With that statement you have just removed the legs from your own stance: in the GA that you deny, stock was used for, and priced, for some very high-value advertising; it was worth spending time and money producing a great original transparency in the camera.
By your own admission, then, today it's a load of crap in, another similar load out, and then straight into the fan and out again all over the world.
Whether anyone can get the system back to sanity I can't say; however, genies and bottles notwithstanding, I do suspect it's possible. It would take a lot of good guys resigning and just letting the cesspool overflow until sanity rules and the plumbers get called back in. Five years? Money talks, and when the sales messages are seen to fail, that money will scream.
Rob C
Sorry Rob, I didn't deny a Golden Age, just the nostalgia about it. I understand that customers are still paying decent rates for high value projects. But I agree that the lower overall prices for more microstock images have dragged the rates for high value projects down somewhat as well.
An ironic feature of this whole "cheaper" discussion is that most microstock shooters would say that the overall quality of recent (last few years) microstock images is up significantly due to more picky site inspectors as well as improvements in the camera technology. Where the really crappy images are turning up is on the smaller and newer microstock sites who will take any and all images from anyone. Those are the poorest selling sites and rarely contributed to by experienced microstock photographers.

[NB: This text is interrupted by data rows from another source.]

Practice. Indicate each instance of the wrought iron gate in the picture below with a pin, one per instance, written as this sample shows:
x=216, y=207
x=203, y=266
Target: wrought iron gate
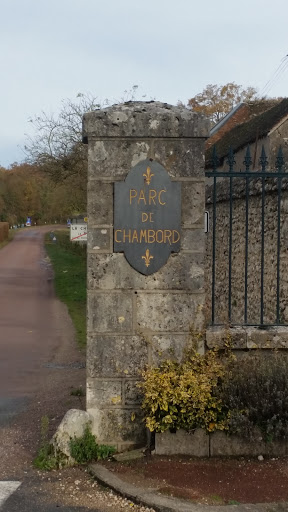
x=246, y=245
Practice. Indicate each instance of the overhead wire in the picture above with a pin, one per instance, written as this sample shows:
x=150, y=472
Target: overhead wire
x=276, y=75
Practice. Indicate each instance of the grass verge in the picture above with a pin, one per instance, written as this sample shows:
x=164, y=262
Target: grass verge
x=69, y=263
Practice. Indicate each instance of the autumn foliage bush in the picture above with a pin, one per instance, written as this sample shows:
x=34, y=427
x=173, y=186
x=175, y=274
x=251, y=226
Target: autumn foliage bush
x=184, y=395
x=213, y=392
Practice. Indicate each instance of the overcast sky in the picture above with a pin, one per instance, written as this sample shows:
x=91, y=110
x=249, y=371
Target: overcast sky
x=52, y=50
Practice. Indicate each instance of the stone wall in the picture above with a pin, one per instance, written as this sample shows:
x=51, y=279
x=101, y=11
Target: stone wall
x=135, y=319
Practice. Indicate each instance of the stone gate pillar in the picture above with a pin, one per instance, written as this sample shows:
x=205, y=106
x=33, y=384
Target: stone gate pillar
x=145, y=253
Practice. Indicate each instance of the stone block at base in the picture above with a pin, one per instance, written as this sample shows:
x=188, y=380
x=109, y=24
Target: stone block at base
x=195, y=443
x=217, y=444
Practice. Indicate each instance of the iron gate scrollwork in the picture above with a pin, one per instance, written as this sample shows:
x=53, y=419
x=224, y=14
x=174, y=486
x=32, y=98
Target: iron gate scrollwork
x=246, y=244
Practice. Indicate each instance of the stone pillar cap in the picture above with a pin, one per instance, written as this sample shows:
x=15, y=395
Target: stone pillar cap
x=143, y=119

The microstock blogs are always brimming with different schemes to, as you say, "get the system back to sanity" including boycotting sites and various union pipe dreams. Those trains have left the station long ago.
So what we are left with is the reality of adapting to what is actually happening or moving on to other endeavors.
The reason Istockphoto and most of the other large sites don't want any more dog and cat pictures (and a dozen or more subjects) is that they have plenty of them and they aren't that commercially salable. Sure, they'll love to have more office scenes and office people because they sell tons more of them. Some contributors do quite well with supplying them because they gear that type of shooting to produce 50 to 100 "keepers" per shooting day. Factory shooting? Of course. Salable? You bet. Some of those images are selling 10-20 per day every day.
Graham, there are many microstock sites that allow you to set your own prices. I remember seeing many on that topic on this blog site:
http://www.microstockgroup.com/forum/If I remember correctly those sites didn't do so well for contributors. Many felt that with all the easily-accessible search engines customers could easily find similar images much cheaper on the major sites. Such is the world of competition.